Cinema com Rapadura

OPINIÃO   quinta-feira, 27 de janeiro de 2022

Belle (2021): o belo poder artístico dos jogos de vídeo game

Bela animação traz elementos do famoso conto de fadas "A Bela e a Fera" para debater o poder da arte na cura de traumas.

Misture “A Bela e a Fera” com “Jogador Nº 1”, tempere com o trauma da morte da mãe e uma animação fenomenal, e temos o ótimo “Belle”, do diretor e roteirista Mamoru Hosoda, que já teve seu filme “Mirai” indicado ao Oscar.

O filme conta a história de Suzu, uma adolescente que mora no interior do Japão e que se retraiu muito após a morte da mãe, o que a traumatizou de um tanto que ela não consegue mais compor ou cantar, algo que era parte integral de sua vida. Com a sugestão de uma amiga, ela acaba entrando no jogo “U”, e nesse enorme mundo virtual, assume o avatar de Belle, e lá consegue cantar, atraindo a atenção do mundo todo.

Essa breve sinopse nem menciona de onde viria a Fera no filme, mas é apenas um exemplo de como o roteiro é um pouco inchado com tantas tramas paralelas. Nem todas fluem da melhor maneira, mas, mesmo assim, Hosoda consegue polvilhar humor e alma em cada cena, e fica difícil não ser cativado.

A construção de mundo é fenomenal e os cenários são de cair o queixo, seja pelo realismo idílico do mundo real ou pela exuberância infinita do mundo virtual. Este ganha, do roteiro, bons debates sobre o como este tipo de arte pode ser bastante benéfico e ajudar pessoas a encontrarem diversas coisas dentro de si, como coragem, inspiração e cura. É como se fosse um poço de possibilidades de epifanias.

Outro bom acerto é a forma com que comentários de usuários do jogo são utilizados para auxiliar a narrativa. Aparecem como balões de fala em volta da protagonista, e nunca é confuso ou excessivo, e vêm com as vozes simultaneamente, gerando quase conversas genuínas.

Hosoda revelou que gostaria de ter feito um musical, mas como eles não são comuns na cultura japonesa, deu uma driblada na situação para entregar sequências musicais bem inseridas na trama. Ajuda muito o fato da atriz Kaho Nakamura ter talento de sobra para atuar e cantar.

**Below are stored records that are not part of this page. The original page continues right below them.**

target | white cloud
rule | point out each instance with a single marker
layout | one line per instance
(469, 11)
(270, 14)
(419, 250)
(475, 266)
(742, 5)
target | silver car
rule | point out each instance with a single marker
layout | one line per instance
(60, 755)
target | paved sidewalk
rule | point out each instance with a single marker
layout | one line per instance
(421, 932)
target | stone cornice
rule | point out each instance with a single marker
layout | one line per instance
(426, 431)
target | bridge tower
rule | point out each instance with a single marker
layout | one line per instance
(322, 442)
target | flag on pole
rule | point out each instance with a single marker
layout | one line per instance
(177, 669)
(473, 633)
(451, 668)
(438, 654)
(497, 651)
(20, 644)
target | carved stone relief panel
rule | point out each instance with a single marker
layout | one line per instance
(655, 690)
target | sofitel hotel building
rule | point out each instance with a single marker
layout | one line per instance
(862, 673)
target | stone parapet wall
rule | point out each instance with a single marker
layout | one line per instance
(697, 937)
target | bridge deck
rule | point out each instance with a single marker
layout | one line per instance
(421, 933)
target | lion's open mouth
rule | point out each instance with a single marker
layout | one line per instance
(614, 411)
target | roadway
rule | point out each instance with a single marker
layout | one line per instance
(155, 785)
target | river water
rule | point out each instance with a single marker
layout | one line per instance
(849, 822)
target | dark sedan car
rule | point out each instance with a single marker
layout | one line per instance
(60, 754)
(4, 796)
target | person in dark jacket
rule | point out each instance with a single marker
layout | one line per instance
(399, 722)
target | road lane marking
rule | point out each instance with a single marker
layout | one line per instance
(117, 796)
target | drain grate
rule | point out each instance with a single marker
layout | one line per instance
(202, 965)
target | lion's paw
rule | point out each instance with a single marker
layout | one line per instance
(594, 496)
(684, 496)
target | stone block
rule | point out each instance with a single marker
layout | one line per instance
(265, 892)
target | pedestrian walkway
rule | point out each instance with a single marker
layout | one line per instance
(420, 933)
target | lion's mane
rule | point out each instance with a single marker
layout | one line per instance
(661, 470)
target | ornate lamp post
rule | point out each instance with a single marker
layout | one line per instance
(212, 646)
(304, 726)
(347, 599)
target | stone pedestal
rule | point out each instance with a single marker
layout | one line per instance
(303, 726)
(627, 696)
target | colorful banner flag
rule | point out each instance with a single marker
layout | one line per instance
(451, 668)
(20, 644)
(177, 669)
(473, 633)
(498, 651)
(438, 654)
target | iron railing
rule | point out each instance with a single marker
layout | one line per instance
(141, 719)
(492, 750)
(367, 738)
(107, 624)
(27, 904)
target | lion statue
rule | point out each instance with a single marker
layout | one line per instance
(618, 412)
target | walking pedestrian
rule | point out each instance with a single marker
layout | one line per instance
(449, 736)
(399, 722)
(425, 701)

Quando um usuário entra no jogo, ele “lê” a biometria da pessoa e cria um avatar único, levando em consideração informações ímpares de cada indivíduo. É um acessório narrativo bem interessante, que faz com que o espectador imagine as personalidades de cada jogador, já que os avatares nem mesmo precisam parecer humanoides. Tal artifício torna a jornada da protagonista mais palpável, trazendo realismo para as situações que ela passa enquanto Belle e como elas refletem em sua própria mente.

Aplaudido por 14 minutos no Festival de Cannes, “Belle” é um ótimo exercício criativo que usa um famoso conto de forma fresca e convidativa. O foco não é no romance, mas em como conexões positivas podem afetar e inspirar uma pessoa. Essa mensagem transmitida por meio de uma animação estonteante e personagens cheios de carisma é mais eficiente… e bela.